All propaganda must be popular and its intellectual level must be adjusted to the most limited intelligence among those it is addressed to. Consequently, the greater the mass it is intended to reach, the lower its purely intellectual level will have to be. But if, as in propaganda for sticking out a war, the aim is to influence a whole people, we must avoid excessive intellectual demands on our public, and too much caution cannot be extended in this direction.

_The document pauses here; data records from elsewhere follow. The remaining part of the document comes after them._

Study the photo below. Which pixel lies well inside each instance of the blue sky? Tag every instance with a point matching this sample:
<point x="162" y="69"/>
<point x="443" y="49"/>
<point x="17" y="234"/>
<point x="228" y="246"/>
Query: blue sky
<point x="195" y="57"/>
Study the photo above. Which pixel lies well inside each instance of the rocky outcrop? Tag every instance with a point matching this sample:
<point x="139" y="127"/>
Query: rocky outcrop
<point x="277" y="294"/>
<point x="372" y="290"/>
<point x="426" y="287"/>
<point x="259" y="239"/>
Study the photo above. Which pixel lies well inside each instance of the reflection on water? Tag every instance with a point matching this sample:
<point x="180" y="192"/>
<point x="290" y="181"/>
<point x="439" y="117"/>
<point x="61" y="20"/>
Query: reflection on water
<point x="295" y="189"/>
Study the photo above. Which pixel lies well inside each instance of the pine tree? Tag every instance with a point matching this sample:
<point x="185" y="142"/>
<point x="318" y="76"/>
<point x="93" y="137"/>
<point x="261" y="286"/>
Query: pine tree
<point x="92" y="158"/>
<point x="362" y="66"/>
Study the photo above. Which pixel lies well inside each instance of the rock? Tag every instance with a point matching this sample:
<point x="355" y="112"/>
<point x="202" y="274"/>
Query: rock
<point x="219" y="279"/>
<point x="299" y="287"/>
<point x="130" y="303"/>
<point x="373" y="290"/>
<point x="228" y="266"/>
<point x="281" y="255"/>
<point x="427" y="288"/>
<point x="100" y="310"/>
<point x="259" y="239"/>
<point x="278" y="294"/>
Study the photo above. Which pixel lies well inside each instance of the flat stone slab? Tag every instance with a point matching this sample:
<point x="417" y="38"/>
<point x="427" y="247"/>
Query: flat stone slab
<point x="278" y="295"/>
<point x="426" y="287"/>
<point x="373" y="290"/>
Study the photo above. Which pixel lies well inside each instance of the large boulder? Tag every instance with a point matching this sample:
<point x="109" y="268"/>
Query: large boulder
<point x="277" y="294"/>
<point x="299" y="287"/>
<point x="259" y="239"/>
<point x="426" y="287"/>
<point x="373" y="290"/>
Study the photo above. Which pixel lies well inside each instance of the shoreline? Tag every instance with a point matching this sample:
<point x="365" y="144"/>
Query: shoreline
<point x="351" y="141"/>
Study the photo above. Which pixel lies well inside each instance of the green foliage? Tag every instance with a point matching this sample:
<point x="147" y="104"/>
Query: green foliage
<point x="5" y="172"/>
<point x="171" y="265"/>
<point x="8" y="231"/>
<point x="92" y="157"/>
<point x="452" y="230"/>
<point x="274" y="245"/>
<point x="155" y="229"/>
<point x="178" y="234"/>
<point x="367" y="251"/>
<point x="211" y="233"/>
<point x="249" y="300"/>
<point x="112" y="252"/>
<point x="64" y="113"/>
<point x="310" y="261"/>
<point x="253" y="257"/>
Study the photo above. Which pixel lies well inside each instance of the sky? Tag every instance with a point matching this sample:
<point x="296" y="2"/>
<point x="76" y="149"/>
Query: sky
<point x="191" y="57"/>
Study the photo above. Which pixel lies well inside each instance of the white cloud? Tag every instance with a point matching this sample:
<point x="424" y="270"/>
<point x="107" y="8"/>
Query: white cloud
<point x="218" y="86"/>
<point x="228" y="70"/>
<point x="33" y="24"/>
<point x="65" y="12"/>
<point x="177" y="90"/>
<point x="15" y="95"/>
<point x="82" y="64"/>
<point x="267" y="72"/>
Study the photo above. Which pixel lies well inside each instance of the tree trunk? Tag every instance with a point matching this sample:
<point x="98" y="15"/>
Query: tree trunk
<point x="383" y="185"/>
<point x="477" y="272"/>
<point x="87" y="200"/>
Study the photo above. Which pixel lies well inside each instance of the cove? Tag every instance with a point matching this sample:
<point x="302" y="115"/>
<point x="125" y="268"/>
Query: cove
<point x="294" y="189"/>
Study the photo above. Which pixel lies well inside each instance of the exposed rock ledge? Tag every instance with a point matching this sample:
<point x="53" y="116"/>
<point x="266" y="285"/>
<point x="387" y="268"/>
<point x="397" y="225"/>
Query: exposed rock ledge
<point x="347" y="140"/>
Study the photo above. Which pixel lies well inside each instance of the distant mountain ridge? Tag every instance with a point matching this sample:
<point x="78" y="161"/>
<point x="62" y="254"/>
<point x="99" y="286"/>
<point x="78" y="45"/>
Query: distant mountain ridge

The more modest its intellectual ballast, the more exclusively it takes into consideration the emotions of the masses, the more effective it will be.
The art of propaganda lies in understanding the emotional ideas of the great masses and finding, through a psychologically correct form, the way to the attention and thence to the heart of the broad masses. The fact that our bright boys do not understand this merely shows how mentally lazy and conceited they are.
Mein Kampf

Ironically, Hitler is now sometimes used as a negative image for the negative emotional conditioning often used by those who tend to agree with proto-Nazi forms of pseudo-science based on a worldview rooted in scientism. In each case an abuse of science and a rejection of its limited scope is taking place. So disagreement with the Nazis was portrayed as a rejection of science (1), although the advance of Nazism and Nazi propaganda was not based on science. Disagreement with gay activists used to be portrayed as disagreement with science (2), yet the propaganda methods that they tend to use are not based on science, as Kirk and Madsen note. Disagreement over the use of embryonic stem-cells and opposition is also portrayed as a rejection of science, yet the propaganda typical to the proponents of using embryos to try to cure disease does not focus on empirical or scientific facts.

1. Example:
The Christian churches build on the ignorance of people and are anxious so far as possible to preserve this ignorance in as large a part of the populance as possible; only in this way can the Christian churches retain their power. In contrast, national socialism rests on scientific foundations.
(The German Churches Under
Hitler: Backround, Struggle, and Epilogue
by Ernst Helmreich
(Detriot: Wayne State Univ. Press, 1979) :303) (Related post)

2. Example:
[Gay activists] can undermine the moral authority of homohating churches over less fervent adherents by portraying such institutions as antiquated backwaters, badly out of step with the times and the latest findings of psychology. Against the atavistic tug of Old Time Religion one must set the mightier pull of Science and Public Opinion... Such an 'unholy' alliance has already worked well in America against churches, on such topics as divorce and abortion.